Simply Complexity: A Clear Guide to Complexity Theory

Quick Thoughts
  1. I didn't really care for this book.  The good moments were outweighed by several, "So what?" moments.
  2. That said, the author did a good job of getting me to understand that there is a mathematical framework for understand complexity.  When you think complexity, he wants you to think stock markets, traffic jams, biological processes, and other areas of life where many 'particles' act in a self interested manner and are greatly influenced by the structure of their surroundings and their interaction with other 'particles'.  A complex system can have outcomes that appear random but can be modeled.
  3. I felt like the mathematical tools and models he was describing were probably outstanding for video game simulations.  Like controlling the way that traffic appears in games like SimCity.  But, I wasn't sure that they ever could be more than just one of many tools in predicting real life outcomes.  My impression was that the author believed studying complexity was the most important way to predict real life outcomes.

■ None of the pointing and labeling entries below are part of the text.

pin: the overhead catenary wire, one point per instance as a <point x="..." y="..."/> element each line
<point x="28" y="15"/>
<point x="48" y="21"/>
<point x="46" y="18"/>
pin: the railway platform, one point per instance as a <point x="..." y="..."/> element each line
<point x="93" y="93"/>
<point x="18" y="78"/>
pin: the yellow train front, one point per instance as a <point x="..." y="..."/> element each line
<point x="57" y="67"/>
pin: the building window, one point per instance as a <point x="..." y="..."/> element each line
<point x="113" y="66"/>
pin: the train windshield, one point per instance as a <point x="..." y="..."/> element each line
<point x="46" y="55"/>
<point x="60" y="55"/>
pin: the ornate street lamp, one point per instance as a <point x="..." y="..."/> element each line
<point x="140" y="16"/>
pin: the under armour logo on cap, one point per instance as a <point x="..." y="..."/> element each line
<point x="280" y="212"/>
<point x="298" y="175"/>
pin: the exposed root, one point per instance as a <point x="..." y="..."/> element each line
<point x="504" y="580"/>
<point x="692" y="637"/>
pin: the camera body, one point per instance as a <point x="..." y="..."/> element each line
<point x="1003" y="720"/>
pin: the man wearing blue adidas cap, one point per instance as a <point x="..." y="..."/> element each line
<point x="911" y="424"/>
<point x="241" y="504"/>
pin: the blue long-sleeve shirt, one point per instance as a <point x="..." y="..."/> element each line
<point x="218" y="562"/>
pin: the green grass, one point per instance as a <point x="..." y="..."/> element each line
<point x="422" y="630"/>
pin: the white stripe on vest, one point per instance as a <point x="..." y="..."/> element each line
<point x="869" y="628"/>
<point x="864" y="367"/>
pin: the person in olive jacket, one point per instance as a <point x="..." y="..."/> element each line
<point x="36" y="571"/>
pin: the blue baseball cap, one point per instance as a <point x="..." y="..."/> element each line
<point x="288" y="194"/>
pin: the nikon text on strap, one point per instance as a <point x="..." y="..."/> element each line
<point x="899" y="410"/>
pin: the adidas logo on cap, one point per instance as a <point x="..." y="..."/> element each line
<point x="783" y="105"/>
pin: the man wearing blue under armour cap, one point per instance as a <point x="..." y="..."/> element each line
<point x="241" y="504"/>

  4. I was reminded of the idea that you shouldn't trust your models too much (See The Black Swan).  Just because you can develop a framework that can imitate certain incidences, doesn't mean that the framework is entirely accurate.  If you are driving and the map says to take a left to get on the highway, but the road is closed, you don't take a left.  Real life intrudes on models all the time and makes their predictive value less than expected.  I think that the author was in love with his mathematical models.  I got the impression that if real life started acting in way that was inconsistent with the model, then this author might instinctual say that real life was wrong and we should keep using the model because life will get back to normal.  I think that he'd get over these instincts, as he is a man of science.  But, once again, you shouldn't trust your models too much.
  5. I was particularly annoyed by a chapter on the stock market where he claimed that by using complexity theory, a person could develop a system that would make a lot of money on the market.  I call this kind of thinking using a system.  Often using a system works for long time, until it doesn't anymore.  And then the people who used the system end up way, way, way behind (See LTCM).
  6. I was also fairly annoyed at his decision to spend the final pages of the book going through quantum mechanics.  I could very well be missing the point of this section of the book, but I had no idea how this fit into his ideas on complexity.  It seemed like an attempt to link his ideas on complexity to still another area of research.  I didn't buy it.
  7. I will say that I found his discussion on treating cancer interesting.  I'm not sure if the medical profession is using his ideas, which basically consist of diverting resources away from cancerous cells, but if they are and it works then it's good to see that these models can and do have real world applications.